Last year's previous Svart 3-tracker, Våran Tid är Förbi was an exercise in drawn out, graceful suffering that perhaps wore out its welcome in a few of its many refrains. With this latest EP, Namnlös och bortglömd, Draug has truly reined in the excess to deliver a stratagem of concentrated, taxing emotional loss with a superior sense for melody and formatting. In fact, this entire experience clocks in at under 25 minutes, and of that length, I don't think I felt a single moment of unrest or slip of my attentions. I cannot claim that Draug has fashioned an entirely unique space within this extreme of the black metal genre, with riffing drawn from influences like Burzum, Shining and even a sliver of Katatonia's mid period, but he is surely one of the more reliable artists to walk these harrowing paths to the end of ecstasy and desire.
"Den Hemlöses Klagosång" opens at a broad, slow, pace, a single well positioned snarl bounced off its melodic arch, as if to warmly welcome the listener back to the frigid cavern of ice that is Draug's inner being. This gradually passed to a denser segment of crashing cymbals and desolate if predictable sorrow in the guitars, but about 3:00 in there is a beautiful sequence akin to a Katatonia feel, or perhaps Apati, another Swedish band in which Draug moonlights. Here the vocals crash and collide until the track once again weaves down new course of pain which beckons the twilight.

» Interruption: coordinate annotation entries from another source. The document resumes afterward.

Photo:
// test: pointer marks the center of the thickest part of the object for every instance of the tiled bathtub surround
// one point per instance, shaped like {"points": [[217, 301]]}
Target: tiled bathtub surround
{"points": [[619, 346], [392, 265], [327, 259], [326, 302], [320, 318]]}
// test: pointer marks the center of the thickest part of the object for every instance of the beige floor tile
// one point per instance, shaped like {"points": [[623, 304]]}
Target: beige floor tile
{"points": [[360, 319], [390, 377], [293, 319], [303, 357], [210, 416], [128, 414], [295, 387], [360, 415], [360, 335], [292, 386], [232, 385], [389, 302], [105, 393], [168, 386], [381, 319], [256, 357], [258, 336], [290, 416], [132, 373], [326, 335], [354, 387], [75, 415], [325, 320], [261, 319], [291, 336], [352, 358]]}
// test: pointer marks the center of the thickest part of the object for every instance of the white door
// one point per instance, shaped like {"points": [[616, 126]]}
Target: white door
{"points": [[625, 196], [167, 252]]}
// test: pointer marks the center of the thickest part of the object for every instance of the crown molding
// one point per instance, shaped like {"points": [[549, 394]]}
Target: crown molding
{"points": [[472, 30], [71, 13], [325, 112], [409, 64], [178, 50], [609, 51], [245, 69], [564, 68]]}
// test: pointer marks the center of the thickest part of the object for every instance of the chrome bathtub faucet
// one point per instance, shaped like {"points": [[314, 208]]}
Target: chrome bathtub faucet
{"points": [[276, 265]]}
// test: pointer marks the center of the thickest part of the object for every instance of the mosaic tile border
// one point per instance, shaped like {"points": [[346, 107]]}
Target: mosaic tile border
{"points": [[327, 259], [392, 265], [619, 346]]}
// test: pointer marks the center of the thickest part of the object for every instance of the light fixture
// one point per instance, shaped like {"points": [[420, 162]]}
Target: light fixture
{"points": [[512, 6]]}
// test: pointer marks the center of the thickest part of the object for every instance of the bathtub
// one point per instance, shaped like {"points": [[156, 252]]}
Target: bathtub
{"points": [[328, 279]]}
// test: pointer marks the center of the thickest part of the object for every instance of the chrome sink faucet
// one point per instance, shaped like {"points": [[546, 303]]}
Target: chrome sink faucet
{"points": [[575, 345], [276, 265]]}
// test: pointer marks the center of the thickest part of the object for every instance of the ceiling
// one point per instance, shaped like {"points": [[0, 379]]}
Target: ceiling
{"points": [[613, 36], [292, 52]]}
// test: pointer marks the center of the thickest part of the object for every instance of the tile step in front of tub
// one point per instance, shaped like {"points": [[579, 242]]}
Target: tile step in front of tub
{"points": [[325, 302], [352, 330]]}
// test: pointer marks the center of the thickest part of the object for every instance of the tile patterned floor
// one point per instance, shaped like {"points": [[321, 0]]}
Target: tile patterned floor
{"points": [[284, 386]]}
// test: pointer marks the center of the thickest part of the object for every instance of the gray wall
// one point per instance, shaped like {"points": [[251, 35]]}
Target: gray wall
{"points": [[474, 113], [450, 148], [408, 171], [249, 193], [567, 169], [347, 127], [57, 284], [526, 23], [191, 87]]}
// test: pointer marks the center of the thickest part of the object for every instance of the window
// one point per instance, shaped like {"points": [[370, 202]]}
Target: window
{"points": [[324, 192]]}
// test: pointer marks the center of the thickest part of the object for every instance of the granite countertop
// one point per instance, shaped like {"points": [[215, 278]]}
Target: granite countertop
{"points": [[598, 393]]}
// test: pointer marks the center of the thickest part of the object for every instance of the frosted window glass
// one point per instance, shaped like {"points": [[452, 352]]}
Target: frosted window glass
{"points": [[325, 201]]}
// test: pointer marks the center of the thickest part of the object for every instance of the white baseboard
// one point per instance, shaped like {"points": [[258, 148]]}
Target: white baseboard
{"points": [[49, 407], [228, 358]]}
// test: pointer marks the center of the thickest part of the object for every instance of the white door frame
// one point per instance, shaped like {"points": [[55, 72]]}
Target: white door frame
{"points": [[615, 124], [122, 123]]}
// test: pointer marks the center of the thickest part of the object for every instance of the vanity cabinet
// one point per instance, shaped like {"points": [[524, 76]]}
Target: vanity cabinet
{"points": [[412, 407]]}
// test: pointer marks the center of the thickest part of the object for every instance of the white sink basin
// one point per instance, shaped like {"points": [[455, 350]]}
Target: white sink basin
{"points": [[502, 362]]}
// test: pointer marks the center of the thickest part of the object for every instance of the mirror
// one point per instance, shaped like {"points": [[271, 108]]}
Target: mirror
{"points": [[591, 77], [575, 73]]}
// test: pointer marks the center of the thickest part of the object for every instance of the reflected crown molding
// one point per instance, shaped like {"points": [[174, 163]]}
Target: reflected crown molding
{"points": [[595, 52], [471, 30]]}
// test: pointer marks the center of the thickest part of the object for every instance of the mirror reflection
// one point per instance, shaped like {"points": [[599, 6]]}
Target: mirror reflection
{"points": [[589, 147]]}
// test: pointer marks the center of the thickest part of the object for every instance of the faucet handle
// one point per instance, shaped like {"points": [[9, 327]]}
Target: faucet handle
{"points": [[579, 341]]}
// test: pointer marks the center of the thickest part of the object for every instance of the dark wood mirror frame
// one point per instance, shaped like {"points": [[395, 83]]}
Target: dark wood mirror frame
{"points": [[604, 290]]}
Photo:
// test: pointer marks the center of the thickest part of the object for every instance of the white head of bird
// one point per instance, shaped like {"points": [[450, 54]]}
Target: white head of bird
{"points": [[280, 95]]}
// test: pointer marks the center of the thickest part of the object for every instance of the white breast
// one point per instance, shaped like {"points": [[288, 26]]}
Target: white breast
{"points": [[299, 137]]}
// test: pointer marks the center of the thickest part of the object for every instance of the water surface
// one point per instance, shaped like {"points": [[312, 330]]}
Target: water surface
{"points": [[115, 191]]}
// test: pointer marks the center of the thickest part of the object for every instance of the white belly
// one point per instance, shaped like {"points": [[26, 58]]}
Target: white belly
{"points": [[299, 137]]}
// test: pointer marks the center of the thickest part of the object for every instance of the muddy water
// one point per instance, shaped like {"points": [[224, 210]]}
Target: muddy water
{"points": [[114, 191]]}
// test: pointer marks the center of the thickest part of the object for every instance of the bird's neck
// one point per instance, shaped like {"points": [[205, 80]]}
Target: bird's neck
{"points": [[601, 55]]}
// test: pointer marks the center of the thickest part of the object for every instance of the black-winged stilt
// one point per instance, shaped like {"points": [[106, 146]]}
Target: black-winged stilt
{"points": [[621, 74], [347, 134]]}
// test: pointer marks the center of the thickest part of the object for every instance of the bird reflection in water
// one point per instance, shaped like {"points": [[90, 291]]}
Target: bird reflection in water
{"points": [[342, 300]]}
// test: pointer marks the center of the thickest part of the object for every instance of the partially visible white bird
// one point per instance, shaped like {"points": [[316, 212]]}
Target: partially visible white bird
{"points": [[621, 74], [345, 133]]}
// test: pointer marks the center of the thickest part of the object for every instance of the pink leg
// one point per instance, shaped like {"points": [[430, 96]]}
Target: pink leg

"Den Sista Droppen Utav Liv" is then ushered forward, slowly for a few moments of glistening pain, most prominent in the hearth-like, subtle context of the guitars around 2:00, soon parted to reveal a faintly shining synthesizer line that heralds the oncoming storm of ghastliness that soon erupts. The closing track, also the title "Namnlös Och Bortglömd" marks a massive departure for Svart, as it's entirely composed of dark pianos. Though its outside the safety zone of embedded guitar melodies and rasping laments, this piece is perhaps the most impressive on the EP, a flight of elegy that would fits wonderfully into any empty, abandoned piece of European architecture prior to the 20th century, or against the gathering black clouds of any storm about to enter session.
You've no doubt noticed through my description that Namnlös och bortglömd is a slow moving piece of work, and as such, it might take a certain level of focus and attention to explore its depths more than the next black metal record. Few riffs are used, and these are often repeated enough that some might find a flaw. However, these tracks are all hovering about the 8 minute zone, so the rolling stone of ennui gathers very little snow and frost before the next experience streaks across the burdened sky. Ultimately, this is a piece of delectable entertaining from and for a scarred soul, though my preference still runs towards the band's debut Vanära, Vanmakt och Avsmak and their demo.